But whatever the reasons, the result was the same. She had married this man and gone away with him, and they had drifted westward. And when they had gone so far west that coachmen of his stamp were no longer in demand, he took to railroading, and from brakeman became engineer; and finally, being maimed in an accident in which he had stood by his engine while the fireman jumped—breaking his neck thereby—he had picked up enough knowledge of telegraphy to qualify him for this post among the mountains. He and his handsome wife lived here and shared the everlasting solitude of the spot together, and occasionally fed stray travellers like this one who had dropped down on them to-day.

“He drinks over-freely and he swears profusely,” mused Forbes, scrutinizing him, “but he is too big to be cruel, and he still worships her beauty as she, perhaps, once worshipped his; and he still feels an uncouth pride in all that she gave up for his sake.”

It had never occurred to him before to wonder what the after-life of a girl who eloped with her father’s servant might be like.

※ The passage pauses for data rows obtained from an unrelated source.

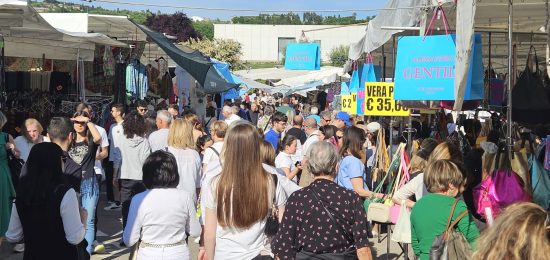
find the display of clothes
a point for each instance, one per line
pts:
(136, 80)
(54, 82)
(108, 62)
(183, 82)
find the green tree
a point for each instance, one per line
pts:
(205, 28)
(339, 55)
(228, 51)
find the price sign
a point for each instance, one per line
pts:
(349, 103)
(361, 102)
(379, 100)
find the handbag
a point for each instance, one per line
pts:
(349, 254)
(402, 230)
(377, 209)
(15, 164)
(272, 221)
(451, 244)
(540, 183)
(529, 95)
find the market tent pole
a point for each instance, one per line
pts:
(509, 85)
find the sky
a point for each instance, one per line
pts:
(245, 4)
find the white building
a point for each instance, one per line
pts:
(267, 42)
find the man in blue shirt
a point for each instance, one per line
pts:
(278, 125)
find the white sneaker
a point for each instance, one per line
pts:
(113, 206)
(19, 248)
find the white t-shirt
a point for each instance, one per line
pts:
(116, 133)
(210, 155)
(25, 146)
(159, 139)
(284, 160)
(104, 143)
(161, 216)
(189, 169)
(232, 243)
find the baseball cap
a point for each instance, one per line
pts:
(344, 117)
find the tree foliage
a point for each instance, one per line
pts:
(177, 24)
(205, 28)
(228, 51)
(308, 18)
(339, 55)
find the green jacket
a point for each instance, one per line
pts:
(429, 218)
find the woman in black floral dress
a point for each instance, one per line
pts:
(323, 220)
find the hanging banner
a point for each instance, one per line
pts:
(349, 103)
(425, 69)
(379, 100)
(303, 56)
(361, 101)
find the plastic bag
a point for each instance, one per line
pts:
(402, 231)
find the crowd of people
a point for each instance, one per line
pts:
(253, 180)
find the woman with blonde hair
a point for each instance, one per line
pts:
(519, 233)
(419, 161)
(32, 134)
(182, 146)
(430, 215)
(198, 130)
(7, 191)
(239, 197)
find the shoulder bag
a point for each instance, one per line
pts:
(15, 164)
(451, 244)
(349, 254)
(272, 222)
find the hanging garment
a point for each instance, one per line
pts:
(182, 80)
(136, 80)
(59, 83)
(108, 62)
(152, 74)
(162, 67)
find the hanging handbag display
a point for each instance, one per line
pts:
(529, 95)
(451, 244)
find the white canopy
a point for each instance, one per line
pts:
(291, 81)
(27, 34)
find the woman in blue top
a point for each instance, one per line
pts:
(351, 172)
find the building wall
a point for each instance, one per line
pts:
(261, 42)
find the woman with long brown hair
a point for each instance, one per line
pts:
(520, 232)
(352, 169)
(238, 199)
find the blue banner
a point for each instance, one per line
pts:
(425, 69)
(303, 56)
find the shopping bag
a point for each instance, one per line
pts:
(402, 230)
(425, 68)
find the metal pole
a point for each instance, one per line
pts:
(509, 86)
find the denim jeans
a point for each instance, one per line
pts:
(89, 190)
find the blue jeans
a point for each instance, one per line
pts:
(89, 190)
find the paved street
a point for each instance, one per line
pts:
(109, 234)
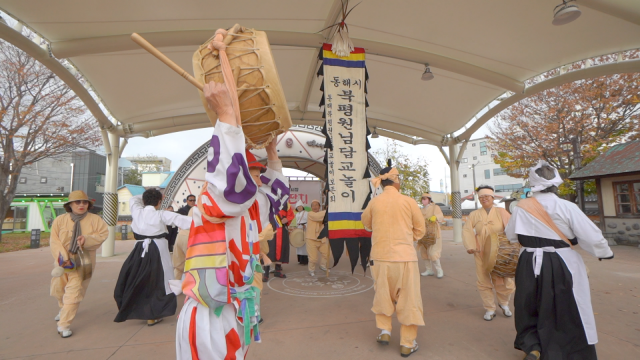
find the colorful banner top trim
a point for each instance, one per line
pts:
(354, 60)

He speculated upon it now. By just what process does a woman so utterly déclassée adjust herself to her altered position? Would she make it a point to forget, or would every reminder of lives, such as her own had been, be a turning of the knife in her wound? Would not a saving recollection of the little refinements of life cling longer to a weak nature than to a strong one under such circumstances?

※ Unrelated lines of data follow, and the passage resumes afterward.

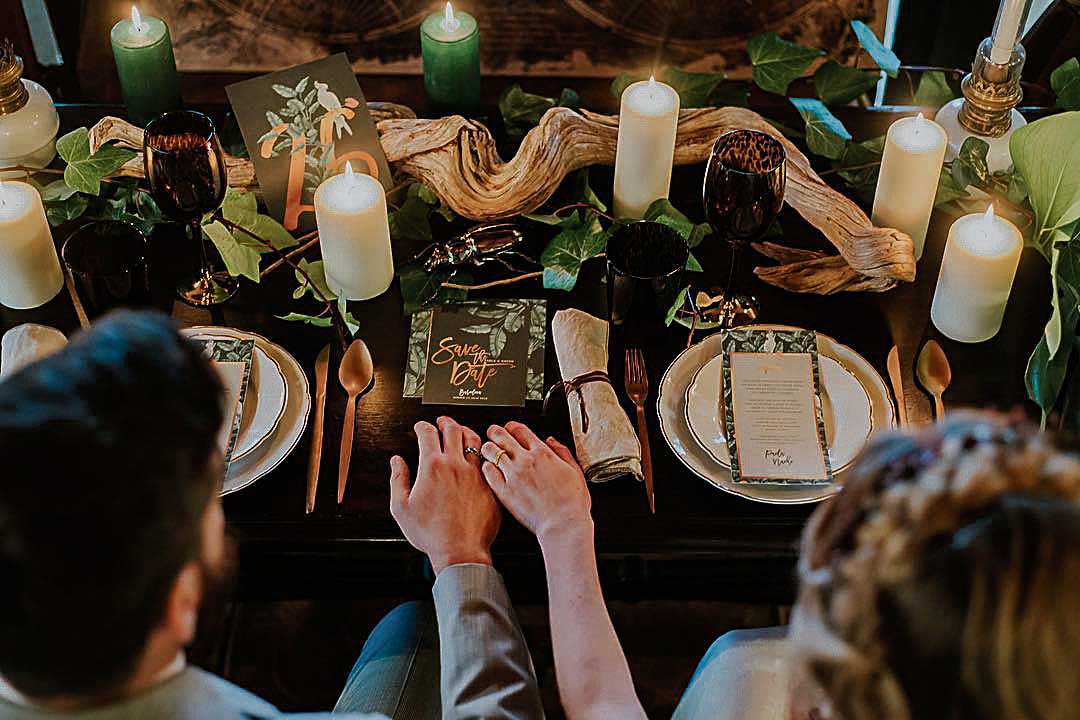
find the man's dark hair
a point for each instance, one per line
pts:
(106, 452)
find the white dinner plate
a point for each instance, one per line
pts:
(282, 442)
(846, 409)
(671, 408)
(264, 403)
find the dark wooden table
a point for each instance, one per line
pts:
(701, 543)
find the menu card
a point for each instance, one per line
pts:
(772, 409)
(486, 352)
(232, 360)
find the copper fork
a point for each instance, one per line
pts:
(636, 382)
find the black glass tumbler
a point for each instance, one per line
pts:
(645, 265)
(110, 266)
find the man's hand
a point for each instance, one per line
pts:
(539, 481)
(448, 513)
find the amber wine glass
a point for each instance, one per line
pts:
(743, 193)
(185, 167)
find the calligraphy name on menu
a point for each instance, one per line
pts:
(470, 363)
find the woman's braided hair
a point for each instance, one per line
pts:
(944, 582)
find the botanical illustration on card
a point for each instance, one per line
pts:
(498, 325)
(301, 126)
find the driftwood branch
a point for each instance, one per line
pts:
(457, 158)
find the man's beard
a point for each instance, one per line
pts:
(218, 582)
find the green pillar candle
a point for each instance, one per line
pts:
(449, 43)
(146, 66)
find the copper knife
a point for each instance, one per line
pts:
(322, 368)
(898, 384)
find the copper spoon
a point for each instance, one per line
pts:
(356, 375)
(934, 374)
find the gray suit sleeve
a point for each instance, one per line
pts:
(485, 665)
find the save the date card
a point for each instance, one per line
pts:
(477, 353)
(300, 126)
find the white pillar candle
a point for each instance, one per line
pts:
(648, 120)
(1007, 29)
(29, 270)
(910, 165)
(354, 234)
(976, 275)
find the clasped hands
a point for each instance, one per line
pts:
(450, 511)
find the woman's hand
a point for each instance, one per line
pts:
(538, 481)
(448, 513)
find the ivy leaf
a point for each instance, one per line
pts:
(777, 62)
(1065, 81)
(521, 111)
(1047, 154)
(239, 259)
(694, 89)
(970, 164)
(836, 84)
(563, 257)
(318, 272)
(318, 321)
(679, 301)
(57, 190)
(933, 90)
(421, 288)
(826, 136)
(59, 212)
(859, 166)
(948, 190)
(84, 171)
(661, 211)
(885, 57)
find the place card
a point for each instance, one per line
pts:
(477, 353)
(232, 360)
(300, 126)
(772, 408)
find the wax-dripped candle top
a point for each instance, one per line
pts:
(919, 135)
(14, 199)
(449, 26)
(651, 97)
(138, 31)
(351, 191)
(986, 235)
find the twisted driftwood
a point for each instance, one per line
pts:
(457, 158)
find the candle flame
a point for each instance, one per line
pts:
(449, 22)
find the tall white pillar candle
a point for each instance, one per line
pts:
(648, 120)
(29, 270)
(910, 165)
(976, 275)
(354, 235)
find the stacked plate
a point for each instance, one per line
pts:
(275, 408)
(855, 403)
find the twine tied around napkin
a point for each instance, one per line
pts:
(604, 439)
(574, 385)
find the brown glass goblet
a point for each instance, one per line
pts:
(743, 193)
(185, 167)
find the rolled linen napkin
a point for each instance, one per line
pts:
(27, 343)
(605, 440)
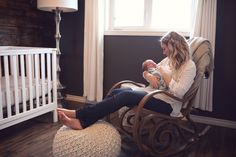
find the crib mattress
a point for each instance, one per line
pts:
(20, 95)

This woman apparently gave tongue to no vain regrets, for her husband was exulting in the “grit” with which she had taken the fortunes of their life. “No whine about her,” was his way of expressing his conviction that the courage of the thoroughbred was in her.

“No, sir; there’s no whine about her. Un she’s never been sorry, un, s’help me, she sha’n’t never be,” concluded Wilson. There were maudlin tears in his eyes.

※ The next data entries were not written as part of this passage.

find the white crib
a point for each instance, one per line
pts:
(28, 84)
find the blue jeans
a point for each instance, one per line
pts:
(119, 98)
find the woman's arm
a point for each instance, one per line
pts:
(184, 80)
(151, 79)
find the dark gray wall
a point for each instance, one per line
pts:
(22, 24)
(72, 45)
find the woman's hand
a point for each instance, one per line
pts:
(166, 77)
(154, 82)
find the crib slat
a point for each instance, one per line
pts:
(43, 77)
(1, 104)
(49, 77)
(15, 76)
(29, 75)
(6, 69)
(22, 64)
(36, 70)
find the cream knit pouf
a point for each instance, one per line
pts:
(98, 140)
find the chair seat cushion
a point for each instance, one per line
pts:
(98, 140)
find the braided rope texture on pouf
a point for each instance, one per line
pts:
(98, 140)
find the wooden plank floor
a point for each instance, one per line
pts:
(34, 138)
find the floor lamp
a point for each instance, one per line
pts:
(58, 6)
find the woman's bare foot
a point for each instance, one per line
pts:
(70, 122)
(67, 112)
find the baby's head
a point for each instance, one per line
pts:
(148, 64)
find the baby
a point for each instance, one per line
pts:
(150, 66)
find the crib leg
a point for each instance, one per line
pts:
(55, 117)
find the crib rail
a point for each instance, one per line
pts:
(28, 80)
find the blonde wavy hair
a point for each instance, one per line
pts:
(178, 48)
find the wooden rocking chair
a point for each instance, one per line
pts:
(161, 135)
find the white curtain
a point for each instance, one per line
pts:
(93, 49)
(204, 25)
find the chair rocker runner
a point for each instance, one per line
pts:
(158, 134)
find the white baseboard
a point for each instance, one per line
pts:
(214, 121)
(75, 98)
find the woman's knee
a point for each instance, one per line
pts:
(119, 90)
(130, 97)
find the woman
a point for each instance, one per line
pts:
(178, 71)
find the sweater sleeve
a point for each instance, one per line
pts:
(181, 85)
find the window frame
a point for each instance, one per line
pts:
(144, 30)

“Few men can say that of their wives,” said Forbes’s smooth, sympathetic voice. “You are indeed fortunate.”

While her husband was repeating the oft-told tale of their conjugal happiness, Ellen Wilson had done her after-supper work, and, slipping out of the door, climbed the short, rocky spur to the north of the station. Beyond the summit, completely out of sight and hearing, there was a little hollow that knew her well, but never had it seen her as it saw her now, when, throwing herself down, her face to the earth, she shed the most scalding tears of all her wretched years.

They were such little things this stranger had done—things so slight, so involuntary, so unconscious that they did not deserve the name of courtesies, but they were enough to open the flood-gates of an embittered heart. There was a world where all the men were deferential and all the women’s lives were wrapped about with the fine, small courtesies of life—formal, but not meaningless. It had been her world once and now was so no longer.

Good or bad, she knew little and cared less, this man had come from that lost world of hers, as she was made aware by a thousand small signs, whose very existence she had forgotten; and silently, fiercely she claimed him as an equal.

“I—I too was—” Slow tears drowned the rest.